A seminar with Professor Andrew Stauffer (Virginia)
Wednesday 18 May 4pm-6pm
Lecture Theatre K2.31* (King’s Building, Strand Campus) King’s College London
Andrew Stauffer is the Director of NINES (Networked Infrastructure for Nineteenth-century Electronic Studies), a hub for online discovery and scholarship, and a peer-reviewing organization for digital projects. He is an associate professor of English at the University of Virginia, and also hosts ‘The Hoarding’.
ABSTRACT: As Anthony Grafton has put it, “a strange kind of war is being waged” in many academic research libraries between the traditional idea of the library as physical repository and research space and the emerging concept of the library as virtual data center and access portal. National collections of nineteenth-century material – plentiful, various, out of copyright, and often fragile due to poor paper – are at the epicenter of such negotiations. Unlike earlier materials (now almost exclusively in special collections) and post-1923 publications (still in copyright), books from the age of industrial printing are rapidly being made available freely online. As a result, libraries are under pressure to justify their continued support for the material collections. We are now at the end of the 150-year cycle that produced such collections in the first place: from the printing of the books after the 1830s to their acquisition by research libraries as collections got built through the twentieth century. What will be the contours of this archive as it emerges from this decade of digitization? What will the nineteenth century look like with 2020 vision?
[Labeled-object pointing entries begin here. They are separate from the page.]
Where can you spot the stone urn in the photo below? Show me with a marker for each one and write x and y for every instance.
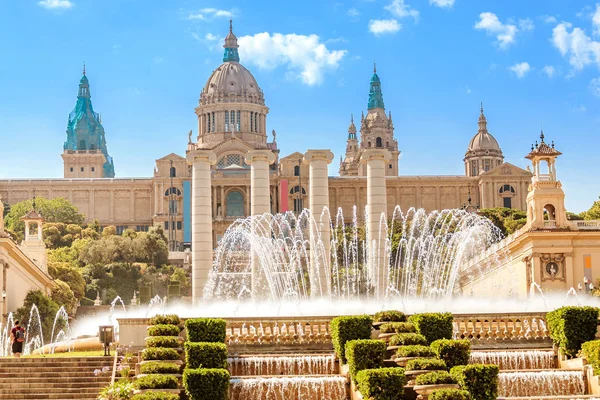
(423, 391)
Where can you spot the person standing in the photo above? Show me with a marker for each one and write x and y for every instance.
(17, 335)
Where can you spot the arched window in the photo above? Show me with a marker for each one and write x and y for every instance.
(234, 204)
This seminar makes the case for the continuing scholarly and cultural value of individual copies of 19th century literary works in our academic research libraries. As scholars in the humanities, our role as the interpreters of the archive both demands preservation and depends upon access, and both of those terms are experiencing fundamental shifts under the influence of wide-scale digitization. A massive horizon of opportunity is now opening for humanists to trace the history of language, of ideas, of books, and of reading via automated searches and visualizations of the global digital library. Yet individual copies are under a general downward pressure in this new dispensation, and we do not know what copies are worth saving: half the point of scholarship has long been to discover new objects of significance that in many cases have been hiding in plain sight. Digitized archives will reveal wonders. Now, in concert with the digital transformation of the archive, we must also give sustained attention to the material record of the nineteenth century in its actuality, voicing a contrapuntal and tenacious intellectual advocacy on behalf of the specific pieces of historical evidence that, taken together, constitute the only nineteenth century that we latecomers can ever know.